02/02/2024 | Notion

Below are a few notes on the personal researcher notes work, my own experiments with NER, and a few photos from the Baird TV factory which we may be interested in digitising. Not covered, but still enjoyed, are the many productive discussions had with team members throughout the week including a great catch-up with Kunika and Daniel at the digital drop in, some exciting new ideas from Max (flood data and historic source linkage – watch this space!), and planning meetings regarding the upcoming Newcastle evaluation as well as a BT-led mutual learning session to be co-ordinated by Anna-Maria.

Personal researcher notes

Thank you to those that gave feedback on this work at Monday’s investigation meeting.

I am going to be sharing the outputs from this investigation with BT next week, and will ask to what extent they would need to tweak the existing descriptions in order to incorporate them into the archive itself. This week, James started uploading catalogue descriptions generated through his work with LLAMA to CALM, so there is now officially some precedent for using machine-generated descriptions within their cataloguing system.

Once I have feedback from BT, I will share the outputs with participants. I have already created a Microsoft form which asks a few key questions:

Did they change the way they read the file and took notes because they knew the goal was to create a description?
Do they think the generated description describes the file they read adequately?
How would they want to encounter this sort of description in an archive? Would they want to know it was from GPT?
How would they expect to be credited within the archive?
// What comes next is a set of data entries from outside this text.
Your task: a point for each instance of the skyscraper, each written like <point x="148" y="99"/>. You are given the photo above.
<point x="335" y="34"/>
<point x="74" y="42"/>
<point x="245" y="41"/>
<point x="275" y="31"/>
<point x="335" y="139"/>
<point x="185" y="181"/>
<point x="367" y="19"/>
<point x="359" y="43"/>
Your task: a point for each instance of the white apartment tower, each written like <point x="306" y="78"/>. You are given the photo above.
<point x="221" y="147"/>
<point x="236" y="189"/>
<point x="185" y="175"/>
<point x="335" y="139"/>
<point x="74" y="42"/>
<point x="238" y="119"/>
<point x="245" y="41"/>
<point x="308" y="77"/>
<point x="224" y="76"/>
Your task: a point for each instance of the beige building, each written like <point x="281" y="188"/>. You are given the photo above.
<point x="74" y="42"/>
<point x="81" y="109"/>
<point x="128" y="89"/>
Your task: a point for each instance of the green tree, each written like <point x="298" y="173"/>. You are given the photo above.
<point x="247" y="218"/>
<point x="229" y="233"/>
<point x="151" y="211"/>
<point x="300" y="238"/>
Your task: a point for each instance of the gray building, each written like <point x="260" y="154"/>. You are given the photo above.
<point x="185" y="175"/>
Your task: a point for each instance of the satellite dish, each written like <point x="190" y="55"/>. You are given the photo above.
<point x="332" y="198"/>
There are a few sticky ethical considerations that surround this work, not least because it involves feeding large amounts of data to ChatGPT, and I get the sense these quandaries would be good to address both in my upcoming TaNC webinar presentation and a future journal output. I think we will encounter very similar ethical challenges when it comes to the upcoming work with BCB for the Bradford Convergence. Looking to put recordings of radio shows through a speech-to-text platform and then feed those transcripts through an LLM may open up even more questions around consent and accreditation, with more voices involved and theoretically more permissions to check!

Experiments with NER

While a few of my other investigations are awaiting technical assistance, I have started to crack on with getting myself up to speed with NER. I am looking to get to a stage where I have a fairly good idea of how I could use NER to perform some linkage with BT’s transcripts, and therefore request access to them, and so for now have been playing with their ‘information sheets’ (basically, finding guides) to trial the technique.

I started the week using Label Studio, which is fairly user friendly, but as others on the project already know would require quite a lot of training. Having a go at this training did give me an idea of what the most common ‘entity’ in the information sheets was, which seemed to be ‘organisations.’

This theory has then been backed up by my work with spaCy, which I quickly turned to out of a desire to privilege machine learning over human annotation. I ran spaCy on all 30 information sheets, looking for all available entities, and found that ‘ORG’ was indeed the most recognised entity:

Untitled

I think this makes a lot of sense when we consider that BT is a corporate archive, containing information relating to a lot of different telegraph and telephone companies, as well as GPO departments, and engineering groups.

Unsurprisingly, and as already established by the work of others, spaCy has little interest in recognising objects. In the below visualisation we can see it totally disregards any mention of a telephone, a bell, a dial, or the more complex “automatic exchange system:”

Untitled

I am interested to see if we can use spaCys ability to detect organisations and ignore its failure to find objects. It may be possible to link the organisation names found in the sheets to the ‘maker’ field in Mimsy, meaning we can connect BT data to SMG objects. I’ve made relevant enquiries to other team members and look forward to seeing what can be done.